40D Image Quality
Thanks guys for the input.
A few things to address a few points.
1.I did a focus test with a scale at 45 degrees and 5 dollar bill square on to my camera. Shooting wide open with flash it seems that my AF is not back or front focussing so no calibration is in order.o
I believe that I may need to get used to the different files and adjust my expectations as necessary. I do believe I had the same issues with my 10D first so it's probably paranoia.
As for BIF, I shot rpators last year and murdered Merlins in flight with the 20d (no mean feat with those devils) and a Swallow-tailed kite (400, 5.6 400 ISO) - the AI SERVO gave me good success most of the time.
2. I think the centre point sensitivity may be something I have to get used to
and adjust my reflexes to try and keep the centre-focus on the bird. The 20D seemed to be more forgiving?
I use the AF-On button tapped once for focus-lock so I can recompose and shoot..holding down the AF-ON gives me AI SERVO again at the touch of a button. Due to the lost focus problem if the centre focus point moves off the bird slightly, vave other found any more success for BIF with using the "ring of fire" - all nine points selected as AF points
3. After ACR processing I saw some artefacts in some areas that had some "mosaicing", looking a little like bacteria under a microscope, obvious when i had applied USM??? Noise is one thing, but this pattern was nasty-looking.

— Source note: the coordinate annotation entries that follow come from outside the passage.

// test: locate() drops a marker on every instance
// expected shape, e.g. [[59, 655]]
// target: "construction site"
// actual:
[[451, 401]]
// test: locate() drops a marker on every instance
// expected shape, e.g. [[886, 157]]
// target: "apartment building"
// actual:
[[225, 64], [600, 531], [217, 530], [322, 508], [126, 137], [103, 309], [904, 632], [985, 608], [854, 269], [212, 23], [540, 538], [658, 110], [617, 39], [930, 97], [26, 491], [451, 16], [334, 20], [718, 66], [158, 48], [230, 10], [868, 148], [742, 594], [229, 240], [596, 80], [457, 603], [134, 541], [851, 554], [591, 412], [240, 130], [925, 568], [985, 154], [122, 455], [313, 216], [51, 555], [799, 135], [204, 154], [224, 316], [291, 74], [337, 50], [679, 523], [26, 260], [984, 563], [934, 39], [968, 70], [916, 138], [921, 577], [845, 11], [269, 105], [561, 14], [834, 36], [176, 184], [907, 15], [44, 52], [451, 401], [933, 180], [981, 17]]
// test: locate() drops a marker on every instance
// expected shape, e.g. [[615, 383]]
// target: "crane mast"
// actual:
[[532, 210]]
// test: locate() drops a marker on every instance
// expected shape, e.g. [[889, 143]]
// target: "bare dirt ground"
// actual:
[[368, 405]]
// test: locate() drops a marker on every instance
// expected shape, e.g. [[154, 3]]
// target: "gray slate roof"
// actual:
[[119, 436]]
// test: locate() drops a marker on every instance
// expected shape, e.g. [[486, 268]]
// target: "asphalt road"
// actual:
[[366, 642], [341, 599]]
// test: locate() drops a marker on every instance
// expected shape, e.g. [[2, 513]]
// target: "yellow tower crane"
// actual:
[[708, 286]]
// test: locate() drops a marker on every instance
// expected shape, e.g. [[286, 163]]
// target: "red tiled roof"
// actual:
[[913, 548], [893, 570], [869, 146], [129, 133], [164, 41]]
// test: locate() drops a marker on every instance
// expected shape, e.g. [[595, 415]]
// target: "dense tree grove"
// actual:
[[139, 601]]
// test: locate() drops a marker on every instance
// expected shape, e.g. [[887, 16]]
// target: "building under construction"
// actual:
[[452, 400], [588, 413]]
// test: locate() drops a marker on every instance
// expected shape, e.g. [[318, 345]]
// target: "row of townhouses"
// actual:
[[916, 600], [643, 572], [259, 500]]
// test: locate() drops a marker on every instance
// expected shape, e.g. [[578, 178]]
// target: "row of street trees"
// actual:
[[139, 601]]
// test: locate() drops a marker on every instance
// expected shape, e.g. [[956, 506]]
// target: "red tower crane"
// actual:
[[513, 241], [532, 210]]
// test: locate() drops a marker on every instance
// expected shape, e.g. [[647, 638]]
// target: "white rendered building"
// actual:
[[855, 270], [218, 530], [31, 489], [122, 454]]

4. The noise I'm looking at may be normal and that I'm just "pixel-peeping" too much!|:S|
As for histogram/exposing to the right, if we're shooting RAW, then I believe the LCD is rather pessimistic about clipping highlights since the image is generated from the embedded JPEG data. If you are shooting JPEG and have in-camera parameters set (Contrast, sharpening etc) this may affect the sensitivity of the LCD to show "blinkies". Eg. you may show clipping on the LCD screen yet find, once opened that the data isn't clipped in the histogram in the Raw converter.
I prefer to expose to the right as much as possible for the reasons mentioned by others above, that the most "tonal info" is captured in the right 2/3 rds of the histogram. It's easier to adjust a slightly light image with all the data using black point/white points in curves, than it is to lighten shadow areas since that will exacerbate noise most of the time.
Thanks for the response and good shooting!